We had a great night at the National Museum of Scotland on Tuesday.

Following similar roundtable events in Dublin it was Forest's first 'Burning Issues' dinner in Edinburgh.

Joining me were 16 guests including our speaker, former MSP Brian Monteith, plus journalist and novelist Allan Massie, a revered figure in Scotland and the father of Spectator columnist Alex Massie.

The event was organised to mark the publication of a new Forest report: 'The McNanny State: How Scotland is becoming a puritan's playpen'. Written by Monteith, it features a foreword by Massie senior.

I'll write about it in my next post. In the meantime I'm pleased to say that the evening was a great success. I can't reveal the names of any other guests (the dinner was conducted under Chatham House rules) but they included journalists, politicians and one of Scotland's leading civil rights campaigners.

We began at 7.00pm with drinks on the Museum's roof terrace which is accessed via a narrow staircase from the sixth floor and offers views of Edinburgh Castle, the Old Town and the Firth of Forth.

Smoking was allowed (which is why we chose it) and a surprising number of guests lit up – cigarettes, cigars and roll-ups with Allan Massie smoking his favourite Gitanes sans Filtre.

Dinner was served on a magnificent burr maple table in a private dining room with similar panoramic views.

The format of these occasions is always the same. Between the starter and main courses the guest speaker gives a 10-15 minute address on a given theme. This is followed by a roundtable discussion on that same theme.

On Tuesday the subject was 'The nanny state we're in' and the evening fairly raced by. Everyone contributed to the discussion, opinions were shared and occasionally there were conflicting views, which is how I like it.

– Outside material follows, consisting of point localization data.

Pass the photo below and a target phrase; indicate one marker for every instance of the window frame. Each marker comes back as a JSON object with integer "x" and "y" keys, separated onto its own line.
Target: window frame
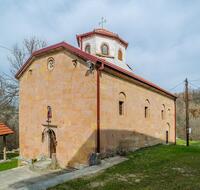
{"x": 88, "y": 45}
{"x": 120, "y": 55}
{"x": 108, "y": 49}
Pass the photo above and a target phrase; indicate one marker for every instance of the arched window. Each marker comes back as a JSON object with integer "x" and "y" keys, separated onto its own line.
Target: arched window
{"x": 122, "y": 98}
{"x": 167, "y": 133}
{"x": 104, "y": 49}
{"x": 147, "y": 109}
{"x": 163, "y": 112}
{"x": 120, "y": 55}
{"x": 87, "y": 48}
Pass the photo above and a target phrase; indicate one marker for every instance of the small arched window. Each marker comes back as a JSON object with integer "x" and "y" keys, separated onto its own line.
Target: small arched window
{"x": 104, "y": 49}
{"x": 167, "y": 133}
{"x": 122, "y": 98}
{"x": 88, "y": 48}
{"x": 147, "y": 109}
{"x": 163, "y": 112}
{"x": 120, "y": 55}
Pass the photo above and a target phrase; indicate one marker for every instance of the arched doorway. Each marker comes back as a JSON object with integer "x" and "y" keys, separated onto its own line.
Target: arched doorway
{"x": 51, "y": 141}
{"x": 167, "y": 133}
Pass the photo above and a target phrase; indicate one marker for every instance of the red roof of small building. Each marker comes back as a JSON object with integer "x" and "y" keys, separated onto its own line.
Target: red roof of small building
{"x": 4, "y": 130}
{"x": 101, "y": 32}
{"x": 86, "y": 56}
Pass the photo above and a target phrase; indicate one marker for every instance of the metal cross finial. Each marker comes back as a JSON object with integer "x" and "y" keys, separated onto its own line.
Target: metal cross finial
{"x": 102, "y": 22}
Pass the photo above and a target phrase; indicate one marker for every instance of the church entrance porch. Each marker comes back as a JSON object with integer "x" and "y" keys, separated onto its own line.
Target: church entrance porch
{"x": 49, "y": 138}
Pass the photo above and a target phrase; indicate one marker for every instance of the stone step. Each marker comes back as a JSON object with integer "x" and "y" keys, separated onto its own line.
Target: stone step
{"x": 42, "y": 165}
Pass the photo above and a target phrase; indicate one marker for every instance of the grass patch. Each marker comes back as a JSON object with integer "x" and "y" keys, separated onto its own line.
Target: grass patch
{"x": 11, "y": 163}
{"x": 155, "y": 168}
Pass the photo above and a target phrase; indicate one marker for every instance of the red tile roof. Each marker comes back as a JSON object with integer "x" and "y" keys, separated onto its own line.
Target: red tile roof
{"x": 86, "y": 56}
{"x": 4, "y": 130}
{"x": 101, "y": 32}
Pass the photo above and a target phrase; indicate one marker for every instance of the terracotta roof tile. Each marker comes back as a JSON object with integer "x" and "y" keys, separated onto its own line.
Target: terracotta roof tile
{"x": 90, "y": 57}
{"x": 102, "y": 32}
{"x": 4, "y": 130}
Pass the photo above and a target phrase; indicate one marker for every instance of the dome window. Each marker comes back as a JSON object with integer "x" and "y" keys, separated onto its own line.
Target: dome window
{"x": 88, "y": 48}
{"x": 104, "y": 49}
{"x": 120, "y": 55}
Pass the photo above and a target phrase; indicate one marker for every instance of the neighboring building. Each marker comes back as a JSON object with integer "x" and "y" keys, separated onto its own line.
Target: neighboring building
{"x": 95, "y": 102}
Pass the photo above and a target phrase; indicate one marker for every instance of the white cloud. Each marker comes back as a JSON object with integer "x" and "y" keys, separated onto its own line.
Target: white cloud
{"x": 163, "y": 35}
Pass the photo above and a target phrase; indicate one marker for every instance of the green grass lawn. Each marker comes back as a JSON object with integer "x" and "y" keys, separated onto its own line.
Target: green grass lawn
{"x": 156, "y": 168}
{"x": 11, "y": 163}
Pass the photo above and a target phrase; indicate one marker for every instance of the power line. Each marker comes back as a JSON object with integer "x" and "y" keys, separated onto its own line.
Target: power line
{"x": 176, "y": 86}
{"x": 4, "y": 47}
{"x": 195, "y": 80}
{"x": 194, "y": 85}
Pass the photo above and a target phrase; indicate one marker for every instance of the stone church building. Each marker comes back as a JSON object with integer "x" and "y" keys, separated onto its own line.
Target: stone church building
{"x": 79, "y": 101}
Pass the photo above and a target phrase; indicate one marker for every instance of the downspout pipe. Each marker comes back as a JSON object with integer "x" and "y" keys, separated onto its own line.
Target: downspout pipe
{"x": 99, "y": 67}
{"x": 175, "y": 121}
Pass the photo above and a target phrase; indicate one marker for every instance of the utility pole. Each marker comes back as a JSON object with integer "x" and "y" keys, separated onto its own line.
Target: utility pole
{"x": 187, "y": 111}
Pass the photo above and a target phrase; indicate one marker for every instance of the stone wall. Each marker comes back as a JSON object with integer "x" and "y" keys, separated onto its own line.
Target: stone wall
{"x": 71, "y": 92}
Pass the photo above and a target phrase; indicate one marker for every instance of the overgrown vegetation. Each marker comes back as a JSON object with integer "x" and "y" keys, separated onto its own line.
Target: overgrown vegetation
{"x": 9, "y": 89}
{"x": 11, "y": 163}
{"x": 161, "y": 167}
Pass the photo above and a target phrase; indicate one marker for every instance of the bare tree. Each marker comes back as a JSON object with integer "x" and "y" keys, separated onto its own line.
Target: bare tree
{"x": 20, "y": 54}
{"x": 9, "y": 87}
{"x": 17, "y": 58}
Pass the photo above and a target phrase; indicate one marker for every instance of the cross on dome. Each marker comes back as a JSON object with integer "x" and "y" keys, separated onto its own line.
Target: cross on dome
{"x": 102, "y": 22}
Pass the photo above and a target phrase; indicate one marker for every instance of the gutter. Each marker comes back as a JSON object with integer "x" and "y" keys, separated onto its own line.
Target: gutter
{"x": 175, "y": 122}
{"x": 99, "y": 67}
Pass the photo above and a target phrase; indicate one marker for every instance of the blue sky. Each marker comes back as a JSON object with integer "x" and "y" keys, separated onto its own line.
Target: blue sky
{"x": 163, "y": 35}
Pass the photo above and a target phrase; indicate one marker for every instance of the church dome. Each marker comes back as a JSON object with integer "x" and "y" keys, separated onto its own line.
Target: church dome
{"x": 101, "y": 32}
{"x": 105, "y": 44}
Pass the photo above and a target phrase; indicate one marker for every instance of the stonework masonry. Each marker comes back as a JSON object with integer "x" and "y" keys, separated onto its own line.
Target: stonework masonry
{"x": 71, "y": 92}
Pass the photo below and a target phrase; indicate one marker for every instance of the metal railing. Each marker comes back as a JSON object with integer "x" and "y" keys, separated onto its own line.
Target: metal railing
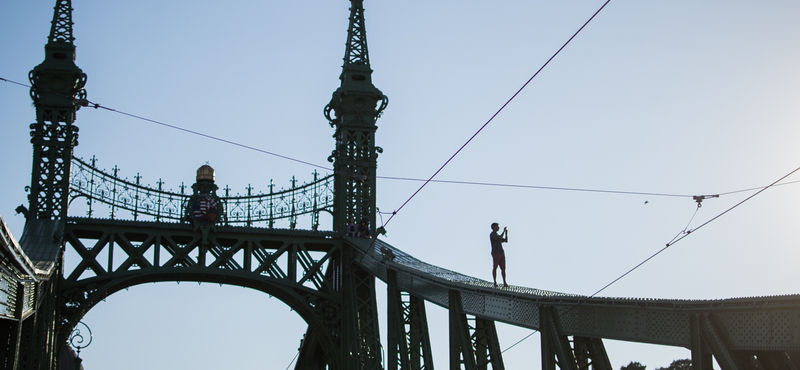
{"x": 138, "y": 200}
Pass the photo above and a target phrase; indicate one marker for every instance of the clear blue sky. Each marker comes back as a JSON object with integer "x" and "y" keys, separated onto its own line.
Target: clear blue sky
{"x": 678, "y": 97}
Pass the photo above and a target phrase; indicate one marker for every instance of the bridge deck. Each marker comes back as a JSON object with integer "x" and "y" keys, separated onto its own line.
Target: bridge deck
{"x": 754, "y": 323}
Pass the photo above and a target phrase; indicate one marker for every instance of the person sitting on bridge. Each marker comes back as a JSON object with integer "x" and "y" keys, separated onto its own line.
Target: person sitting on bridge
{"x": 363, "y": 229}
{"x": 352, "y": 229}
{"x": 498, "y": 254}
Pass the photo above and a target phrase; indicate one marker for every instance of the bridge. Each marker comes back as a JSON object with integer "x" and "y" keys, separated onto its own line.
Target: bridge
{"x": 131, "y": 234}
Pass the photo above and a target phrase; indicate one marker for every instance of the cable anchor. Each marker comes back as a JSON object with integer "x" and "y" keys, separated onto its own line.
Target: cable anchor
{"x": 699, "y": 198}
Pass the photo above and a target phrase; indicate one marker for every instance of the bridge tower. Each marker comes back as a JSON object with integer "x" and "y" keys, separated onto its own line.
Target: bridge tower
{"x": 315, "y": 272}
{"x": 56, "y": 89}
{"x": 353, "y": 110}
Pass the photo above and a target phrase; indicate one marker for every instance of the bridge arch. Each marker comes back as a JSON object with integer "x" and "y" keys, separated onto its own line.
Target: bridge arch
{"x": 198, "y": 316}
{"x": 301, "y": 268}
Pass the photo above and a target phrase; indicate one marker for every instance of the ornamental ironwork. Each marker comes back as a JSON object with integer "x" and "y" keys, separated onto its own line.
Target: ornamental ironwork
{"x": 126, "y": 199}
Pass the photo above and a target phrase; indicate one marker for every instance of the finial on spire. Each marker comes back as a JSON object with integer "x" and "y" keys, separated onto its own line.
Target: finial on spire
{"x": 356, "y": 50}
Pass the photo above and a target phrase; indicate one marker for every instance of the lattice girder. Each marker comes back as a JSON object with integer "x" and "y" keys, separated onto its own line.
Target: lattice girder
{"x": 288, "y": 265}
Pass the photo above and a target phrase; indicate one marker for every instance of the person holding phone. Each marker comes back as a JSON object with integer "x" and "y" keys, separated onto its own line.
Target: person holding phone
{"x": 498, "y": 254}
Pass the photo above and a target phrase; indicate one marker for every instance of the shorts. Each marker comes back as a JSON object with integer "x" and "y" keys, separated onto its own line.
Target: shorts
{"x": 499, "y": 259}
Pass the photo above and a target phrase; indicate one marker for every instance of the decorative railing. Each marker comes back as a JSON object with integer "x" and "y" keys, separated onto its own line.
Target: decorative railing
{"x": 131, "y": 196}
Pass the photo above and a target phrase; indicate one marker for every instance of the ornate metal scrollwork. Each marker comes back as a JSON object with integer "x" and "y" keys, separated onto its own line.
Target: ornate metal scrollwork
{"x": 121, "y": 194}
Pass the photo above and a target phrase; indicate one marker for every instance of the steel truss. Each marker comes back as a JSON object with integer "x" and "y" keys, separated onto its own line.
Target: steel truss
{"x": 472, "y": 345}
{"x": 409, "y": 345}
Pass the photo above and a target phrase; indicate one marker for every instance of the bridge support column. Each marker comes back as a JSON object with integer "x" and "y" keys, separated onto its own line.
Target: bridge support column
{"x": 555, "y": 346}
{"x": 701, "y": 354}
{"x": 40, "y": 343}
{"x": 591, "y": 352}
{"x": 474, "y": 350}
{"x": 713, "y": 333}
{"x": 360, "y": 346}
{"x": 11, "y": 332}
{"x": 408, "y": 339}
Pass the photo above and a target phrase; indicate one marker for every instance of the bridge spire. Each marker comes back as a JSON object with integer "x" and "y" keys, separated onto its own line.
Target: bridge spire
{"x": 56, "y": 89}
{"x": 353, "y": 110}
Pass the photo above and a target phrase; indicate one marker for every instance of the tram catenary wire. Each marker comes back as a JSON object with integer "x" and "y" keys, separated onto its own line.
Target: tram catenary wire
{"x": 454, "y": 182}
{"x": 669, "y": 244}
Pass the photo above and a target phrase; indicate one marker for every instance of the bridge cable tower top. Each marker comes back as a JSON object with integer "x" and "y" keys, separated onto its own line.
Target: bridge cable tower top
{"x": 353, "y": 110}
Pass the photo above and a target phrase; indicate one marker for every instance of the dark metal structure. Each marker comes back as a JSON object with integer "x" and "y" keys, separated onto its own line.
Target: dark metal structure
{"x": 201, "y": 234}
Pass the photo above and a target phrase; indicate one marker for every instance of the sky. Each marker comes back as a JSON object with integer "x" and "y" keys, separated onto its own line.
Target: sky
{"x": 679, "y": 98}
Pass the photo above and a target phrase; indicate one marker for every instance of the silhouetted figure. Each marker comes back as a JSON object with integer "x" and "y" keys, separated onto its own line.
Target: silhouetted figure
{"x": 498, "y": 254}
{"x": 352, "y": 229}
{"x": 363, "y": 230}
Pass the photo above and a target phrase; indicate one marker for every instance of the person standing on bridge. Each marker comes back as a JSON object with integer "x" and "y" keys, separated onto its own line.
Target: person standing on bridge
{"x": 498, "y": 254}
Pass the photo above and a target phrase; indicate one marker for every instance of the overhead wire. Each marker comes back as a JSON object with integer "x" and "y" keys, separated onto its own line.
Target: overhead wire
{"x": 429, "y": 180}
{"x": 495, "y": 114}
{"x": 669, "y": 244}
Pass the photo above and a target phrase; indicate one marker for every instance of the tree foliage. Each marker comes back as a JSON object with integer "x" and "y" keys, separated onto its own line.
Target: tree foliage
{"x": 684, "y": 364}
{"x": 633, "y": 366}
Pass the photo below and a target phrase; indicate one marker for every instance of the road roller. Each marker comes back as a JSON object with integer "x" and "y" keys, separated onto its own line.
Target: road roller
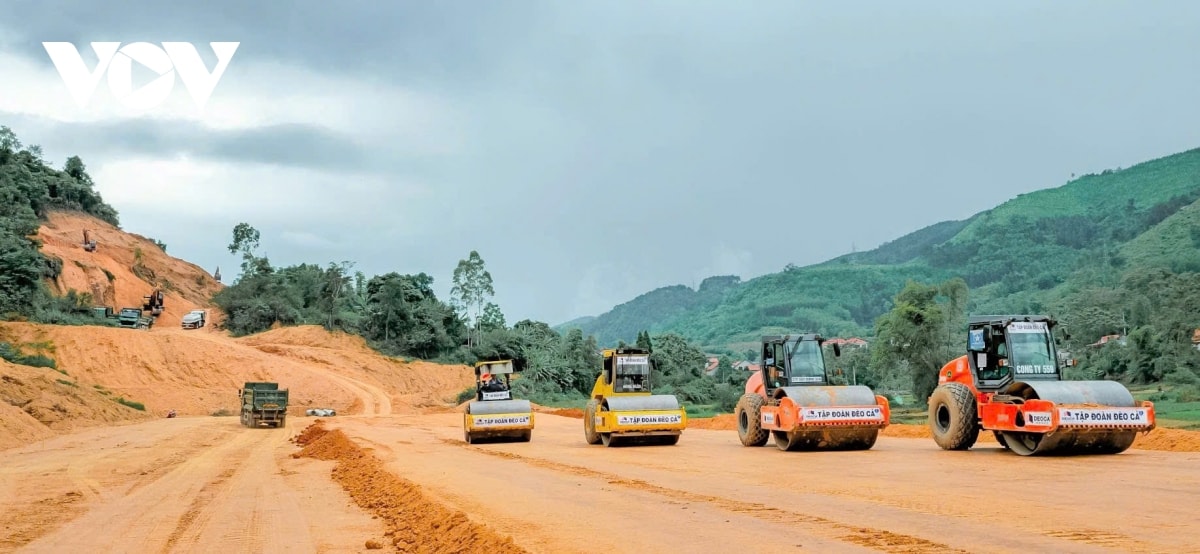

One or two guests had to leave 'early' (10.30) to catch trains to Dundee and Glasgow but most stayed until it was past eleven. At midnight the last guests were asked to vacate the terrace, where they'd retired to smoke, because staff wanted to close the building!

A few of us then went to a bar across the road but I was back at my hotel and in bed shortly after one. However a hard core, including a leading councillor, stayed until 3.00am. Their names shall remain anonymous.

Most guests have been in touch since the dinner and I reproduce some of their comments:

"Very many thanks for last night’s dinner which was hugely enjoyable. And a lively debate too."

"Many thanks for last night. It was great fun in a wonderful venue with good company ... and very thought-provoking."

"Thank you for a wonderful evening. Good and entertaining company in a spectacular setting."

"Thanks v much for an excellent evening. Most impressed by the group you had put together."

More specifically:

"There was an interesting division between those who, understandably, and wanted to talk about the impact of government policies on their own line of business, and those who were more concerned with the political-philosophical questions."

And finally ...

"Thank you for your kind invite to dinner last night. It was much appreciated and a most interesting and informative discussion. Keep up the good work as you really are at the cutting edge of the freedom debate."

Special thanks to Brian Monteith for giving the address and providing the cigars.

And thanks to Allan Massie, 79 years young and ageing very well on his Gitanes!